La Tribune : Depuis 2013, Ryanair ne se focalise plus sur des aéroports secondaires mais se pose aussi sur des aéroports aéroports principaux. Comptez-vous aller à Orly ou Roissy-Charles-de-Gaulle ?

Nous sommes en discussion avec 10 à 20 aéroports principaux en Europe et je ne sais pas quel sera le prochain que nous desservirons. Nous discutons avec Orly et Roissy-Charles-de-Gaulle (mais aussi Lyon) mais ces aéroports sont trop chers. Le coût au passager (assistance en escale comprise) s'élève à 40 euros alors que nos prix ne dépassent pas 47 euros en moyenne. Par ailleurs il n'y a pas de créneaux horaires de décollage et d'atterrissage disponibles à Orly. Il y en a certes à Roissy mais il est difficile d'en obtenir suffisamment aux horaires qui nous conviennent.
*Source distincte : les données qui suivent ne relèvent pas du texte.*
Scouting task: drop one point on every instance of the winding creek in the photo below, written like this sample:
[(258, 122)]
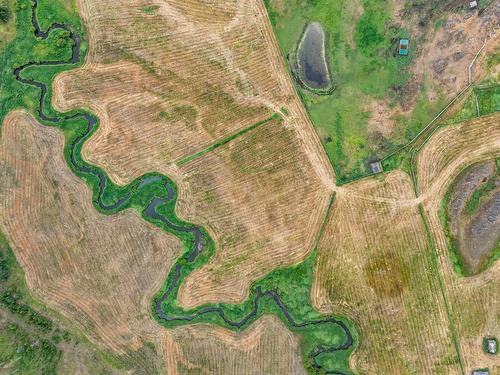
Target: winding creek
[(157, 196)]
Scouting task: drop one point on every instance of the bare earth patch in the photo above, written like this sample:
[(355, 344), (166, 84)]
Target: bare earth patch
[(474, 301), (262, 205), (267, 347), (168, 84), (99, 271), (374, 266)]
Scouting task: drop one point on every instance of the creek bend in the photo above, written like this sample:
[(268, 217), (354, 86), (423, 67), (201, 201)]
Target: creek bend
[(157, 195)]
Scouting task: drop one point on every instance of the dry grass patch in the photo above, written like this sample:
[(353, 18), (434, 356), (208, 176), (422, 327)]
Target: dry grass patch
[(475, 301), (452, 148), (99, 271), (374, 266), (267, 347), (169, 82), (261, 202)]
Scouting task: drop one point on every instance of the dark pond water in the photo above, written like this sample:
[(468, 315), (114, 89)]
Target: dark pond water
[(313, 69)]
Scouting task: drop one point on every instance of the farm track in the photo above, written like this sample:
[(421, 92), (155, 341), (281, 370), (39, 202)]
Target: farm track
[(195, 238)]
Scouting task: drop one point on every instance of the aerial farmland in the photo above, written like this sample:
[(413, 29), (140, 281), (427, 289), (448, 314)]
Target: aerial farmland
[(249, 187)]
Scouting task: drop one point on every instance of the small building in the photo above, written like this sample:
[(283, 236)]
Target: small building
[(491, 345), (403, 47), (376, 167)]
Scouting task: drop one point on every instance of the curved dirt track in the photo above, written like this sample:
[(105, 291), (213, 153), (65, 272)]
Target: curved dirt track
[(158, 209)]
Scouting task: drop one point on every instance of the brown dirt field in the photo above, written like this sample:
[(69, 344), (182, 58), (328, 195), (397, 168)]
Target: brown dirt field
[(261, 204), (89, 266), (266, 347), (374, 266), (140, 64), (443, 63), (224, 71), (454, 147), (475, 301)]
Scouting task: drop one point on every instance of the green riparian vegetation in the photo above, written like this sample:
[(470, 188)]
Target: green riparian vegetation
[(292, 283)]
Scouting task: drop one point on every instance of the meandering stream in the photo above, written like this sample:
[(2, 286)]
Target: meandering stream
[(162, 194)]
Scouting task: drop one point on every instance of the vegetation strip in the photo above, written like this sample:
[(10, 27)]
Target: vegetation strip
[(187, 159), (326, 341), (435, 262)]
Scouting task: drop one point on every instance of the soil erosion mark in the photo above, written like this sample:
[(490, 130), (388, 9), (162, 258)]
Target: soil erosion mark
[(154, 195)]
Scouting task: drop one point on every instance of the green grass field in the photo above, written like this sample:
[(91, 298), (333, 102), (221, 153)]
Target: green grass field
[(364, 68), (292, 283)]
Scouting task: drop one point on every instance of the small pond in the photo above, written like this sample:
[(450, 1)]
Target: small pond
[(313, 69)]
A Beauvais, au contraire, le coût au passager est inférieur à 20 euros. Ce qui nous permet de continuer de proposer des bas tarifs. L'été prochain, nous y proposerons 43 destinations, avec une augmentation de nos fréquences vers Oujda, Palerme et Vilnius. Nous transporterons 3,5 millions de passagers à Beauvais sur les 8,5 millions transportés de et vers la France.

Ryanair a-t-il des projets ailleurs en France ?

Nous desservons 31 aéroports dans l'Hexagone. Malheureusement aujourd'hui nous ne pouvons croître en France. Les charges et les taxes en France sont trop élevées. Les conditions ne sont pas réunies. A moyen terme, nous allons plutôt nous développer en Espagne, en Italie, en Allemagne, au Royaume-Uni, et en Pologne, où certaines compagnies comme Alitalia ou Air Berlin réduisent leur offre.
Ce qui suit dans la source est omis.